For more demonstrations and principles, please see the original paper and effect display:
My ears are right, the sound is too real, the Seed-TTS technology of Byte Beanbao speech synthesis is revealed
  • Paper link: https://arxiv.org/abs/2406.02430
  • Effect display : https://bytedancespeech.github.io/seedtts_tech_report/

Before the release of the technical report, part of Seed-TTS technology has been online for a period of time in C-side products, and has received many real praises from users, and has been widely praised by the outside world. Speech synthesis model and beanbag sound reproduction model are provided for technical commercialization services.
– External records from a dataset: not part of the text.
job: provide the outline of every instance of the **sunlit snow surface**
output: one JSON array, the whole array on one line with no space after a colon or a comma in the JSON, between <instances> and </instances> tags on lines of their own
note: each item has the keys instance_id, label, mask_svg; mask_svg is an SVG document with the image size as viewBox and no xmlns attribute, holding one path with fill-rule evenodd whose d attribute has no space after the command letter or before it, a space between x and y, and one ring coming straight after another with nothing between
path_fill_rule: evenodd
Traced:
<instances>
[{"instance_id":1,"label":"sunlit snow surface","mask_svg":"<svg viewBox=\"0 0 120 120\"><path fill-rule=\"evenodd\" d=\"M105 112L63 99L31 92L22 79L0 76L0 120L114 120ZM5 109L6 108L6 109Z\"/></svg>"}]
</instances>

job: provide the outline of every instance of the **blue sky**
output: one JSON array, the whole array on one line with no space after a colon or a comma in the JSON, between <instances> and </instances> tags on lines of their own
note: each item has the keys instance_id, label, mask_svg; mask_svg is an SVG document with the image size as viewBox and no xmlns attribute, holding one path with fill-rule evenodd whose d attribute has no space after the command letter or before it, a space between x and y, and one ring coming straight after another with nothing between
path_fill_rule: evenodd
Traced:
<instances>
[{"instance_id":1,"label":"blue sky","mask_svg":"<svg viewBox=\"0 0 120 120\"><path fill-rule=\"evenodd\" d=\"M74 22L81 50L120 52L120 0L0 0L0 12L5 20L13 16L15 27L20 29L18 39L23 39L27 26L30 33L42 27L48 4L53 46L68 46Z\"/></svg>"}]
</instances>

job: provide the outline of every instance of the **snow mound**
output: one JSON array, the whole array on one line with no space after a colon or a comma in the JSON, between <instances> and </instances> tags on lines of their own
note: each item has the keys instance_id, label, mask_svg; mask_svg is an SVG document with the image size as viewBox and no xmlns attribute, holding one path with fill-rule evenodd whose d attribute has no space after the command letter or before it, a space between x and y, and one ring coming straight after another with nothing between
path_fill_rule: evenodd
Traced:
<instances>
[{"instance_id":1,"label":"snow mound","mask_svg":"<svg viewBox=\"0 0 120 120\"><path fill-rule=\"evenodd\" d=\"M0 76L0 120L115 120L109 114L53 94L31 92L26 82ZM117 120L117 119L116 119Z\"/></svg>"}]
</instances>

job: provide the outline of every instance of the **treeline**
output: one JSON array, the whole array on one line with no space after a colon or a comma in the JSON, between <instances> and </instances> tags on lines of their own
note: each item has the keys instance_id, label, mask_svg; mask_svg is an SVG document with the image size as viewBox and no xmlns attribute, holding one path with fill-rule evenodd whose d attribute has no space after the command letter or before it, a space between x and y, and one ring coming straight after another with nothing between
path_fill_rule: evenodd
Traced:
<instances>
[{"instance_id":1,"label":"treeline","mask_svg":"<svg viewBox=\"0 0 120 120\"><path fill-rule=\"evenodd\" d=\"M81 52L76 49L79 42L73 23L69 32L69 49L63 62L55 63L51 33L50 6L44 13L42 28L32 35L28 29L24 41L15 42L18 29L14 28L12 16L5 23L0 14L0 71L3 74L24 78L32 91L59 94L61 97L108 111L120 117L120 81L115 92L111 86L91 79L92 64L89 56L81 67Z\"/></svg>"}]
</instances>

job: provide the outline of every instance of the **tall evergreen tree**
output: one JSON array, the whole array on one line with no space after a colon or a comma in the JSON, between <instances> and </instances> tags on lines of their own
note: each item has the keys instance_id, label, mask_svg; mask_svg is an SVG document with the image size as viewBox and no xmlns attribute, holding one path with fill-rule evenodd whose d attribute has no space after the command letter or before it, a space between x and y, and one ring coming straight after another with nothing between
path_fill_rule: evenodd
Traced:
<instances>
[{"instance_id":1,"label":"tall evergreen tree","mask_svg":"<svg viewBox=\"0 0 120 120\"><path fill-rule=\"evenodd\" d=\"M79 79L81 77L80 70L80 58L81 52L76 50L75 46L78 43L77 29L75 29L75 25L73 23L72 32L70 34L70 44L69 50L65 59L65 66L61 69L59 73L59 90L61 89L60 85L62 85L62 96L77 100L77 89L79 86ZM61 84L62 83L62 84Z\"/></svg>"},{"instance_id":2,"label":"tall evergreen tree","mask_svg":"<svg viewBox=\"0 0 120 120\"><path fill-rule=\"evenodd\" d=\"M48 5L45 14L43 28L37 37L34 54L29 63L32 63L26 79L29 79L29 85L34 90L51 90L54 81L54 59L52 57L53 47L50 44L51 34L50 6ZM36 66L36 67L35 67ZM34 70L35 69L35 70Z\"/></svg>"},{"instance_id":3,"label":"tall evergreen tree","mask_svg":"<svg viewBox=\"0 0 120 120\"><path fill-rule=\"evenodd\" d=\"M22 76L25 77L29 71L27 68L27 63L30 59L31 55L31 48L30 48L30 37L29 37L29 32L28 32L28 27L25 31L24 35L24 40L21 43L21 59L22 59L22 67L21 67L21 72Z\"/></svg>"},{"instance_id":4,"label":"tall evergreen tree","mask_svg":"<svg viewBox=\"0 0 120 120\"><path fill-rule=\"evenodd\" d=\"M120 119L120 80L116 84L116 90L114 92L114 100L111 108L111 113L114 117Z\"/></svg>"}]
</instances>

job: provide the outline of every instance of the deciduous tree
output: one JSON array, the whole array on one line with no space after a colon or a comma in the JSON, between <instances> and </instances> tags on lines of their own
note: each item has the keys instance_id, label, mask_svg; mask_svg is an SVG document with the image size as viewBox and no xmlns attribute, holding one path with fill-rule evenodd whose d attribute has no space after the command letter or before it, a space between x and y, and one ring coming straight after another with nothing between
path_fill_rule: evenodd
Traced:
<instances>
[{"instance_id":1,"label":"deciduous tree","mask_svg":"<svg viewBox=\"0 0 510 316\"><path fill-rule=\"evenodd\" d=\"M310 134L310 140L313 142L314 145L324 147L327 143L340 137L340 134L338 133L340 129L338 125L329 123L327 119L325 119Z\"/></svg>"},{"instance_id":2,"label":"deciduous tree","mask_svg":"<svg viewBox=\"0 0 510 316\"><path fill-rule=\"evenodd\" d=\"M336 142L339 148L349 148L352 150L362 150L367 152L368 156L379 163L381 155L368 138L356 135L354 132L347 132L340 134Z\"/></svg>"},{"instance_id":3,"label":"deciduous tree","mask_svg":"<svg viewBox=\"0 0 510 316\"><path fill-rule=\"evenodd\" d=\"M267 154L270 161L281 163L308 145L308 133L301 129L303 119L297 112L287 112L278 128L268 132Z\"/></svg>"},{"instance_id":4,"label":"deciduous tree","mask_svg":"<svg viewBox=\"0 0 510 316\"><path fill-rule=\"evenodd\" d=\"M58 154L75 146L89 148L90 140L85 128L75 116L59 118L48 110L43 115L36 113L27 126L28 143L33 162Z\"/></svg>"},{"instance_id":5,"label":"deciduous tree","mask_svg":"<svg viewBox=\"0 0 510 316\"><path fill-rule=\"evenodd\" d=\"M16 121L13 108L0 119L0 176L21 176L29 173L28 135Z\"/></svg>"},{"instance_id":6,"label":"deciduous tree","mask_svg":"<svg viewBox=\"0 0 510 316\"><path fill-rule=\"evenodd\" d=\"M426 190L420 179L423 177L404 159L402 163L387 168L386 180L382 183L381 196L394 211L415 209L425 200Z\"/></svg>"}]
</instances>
Want to listen to the team’s sharing about the technical highlights, research value, and challenges overcome

Large model of speech generation base

Q: Seed-TTS has been noticed by some insiders. What kind of recognition impressed you?

A: There is a professor who works in speech recognition and later worked in a company. He is an industry insider that I admire very much. At an academic conference not long ago, we demonstrated the demo of Seed-TTS. After watching it, he gave feedback that he wanted to watch it recently. Looking at what can be done in the direction of speech generation, I feel that there is nothing to do in this area. Although I feel that there is still room for improvement, I am very happy after listening to it. Q: Why. Are you happy?

A:
It’s more likely that people say you’re doing well, but this professor was looking for related research topics at the time. During this period, he saw our results and gave us. Positive comments, and I feel that our results are already very good, and we need to find other questions. This is really a high recognition for us

Q: Compared with previous results, what is the difference between Seed-TTS?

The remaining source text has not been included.